Direct acute injection of insulin or leptin unilaterally into the VTA blocks VTA-initiated feeding (). Feeding can be stimulated by the administration of a mu-opioid agonist into the VTA such as DAMGO, and this feeding is dopamine-dependent (44
). We used a two-day paradigm where rats had ad libitum
access to sucrose pellets and were tested in the sated condition. On the first day all rats received a CSF injection and baseline sucrose pellet intake was recorded. On the second day, rats received either a second CSF injection (vehicle control); an injection of DAMGO; an injection of insulin or leptin alone; or a combined injection of DAMGO with either leptin or insulin. The data shown in represent the within-subjects' response of each rat relative to its baseline intake, which was approximately fifty sucrose pellets. Injection of DAMGO stimulated pellet intake and this was reversed when insulin or leptin were co-administered. Insulin and leptin alone did not change baseline sucrose intake, and a speculative interpretation of this is that insulin and leptin effects on food reward may only be relevant when there is adequate stimulation or drive within the VTA.
Unilateral DAMGO (3 nmol) administration stimulates 60-min sucrose intake in sated rats, which is reversed by co-administration of 5 mU insulin or 0.2 μg leptin.
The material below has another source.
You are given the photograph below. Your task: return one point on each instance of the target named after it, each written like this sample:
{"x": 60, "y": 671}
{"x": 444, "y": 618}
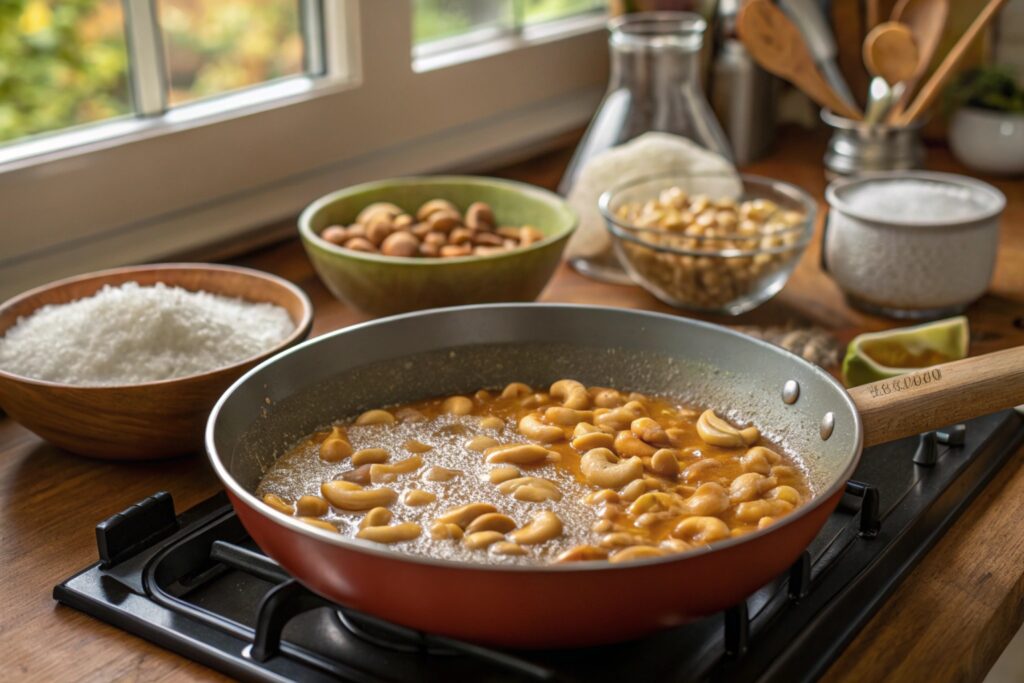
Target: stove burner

Other candidate CNS sites are beginning to be evaluated as mediators of the ICV actions of insulin and leptin to blunt food reward. Because insulin or leptin signals at the medial hypothalamus are relayed to the lateral hypothalamus (45
), which may serve as an integrating site for signals from reward/motivational circuitry (46
), we are beginning to test the ability of insulin or leptin administered directly into the arcuate nucleus to decrease performance in food reward paradigms such as those described above. Additionally, we are beginning to explore the possibility that the amygdala (either central or basolateral nucleus) may be an important anatomical mediator of some aspects of food reward. This somewhat speculative hypothesis is based upon the observations that the amygdala is implicated in the expression (but not the learning) of place preference conditioning (47
); its important role in cue-conditioned feeding (48
) and its important role in the circuitry of nucleus accumbens-stimulated feeding of palatable food (49
). This is a limited body of evidence gathered from laboratories that are asking different types of questions; however it seems clear that the amygdala is a good candidate for the systematic evaluation of its role in food reward/motivation paradigms. We are beginning such studies and have preliminary evidence of the expression of insulin receptors in both central and basolateral regions of the amygdala.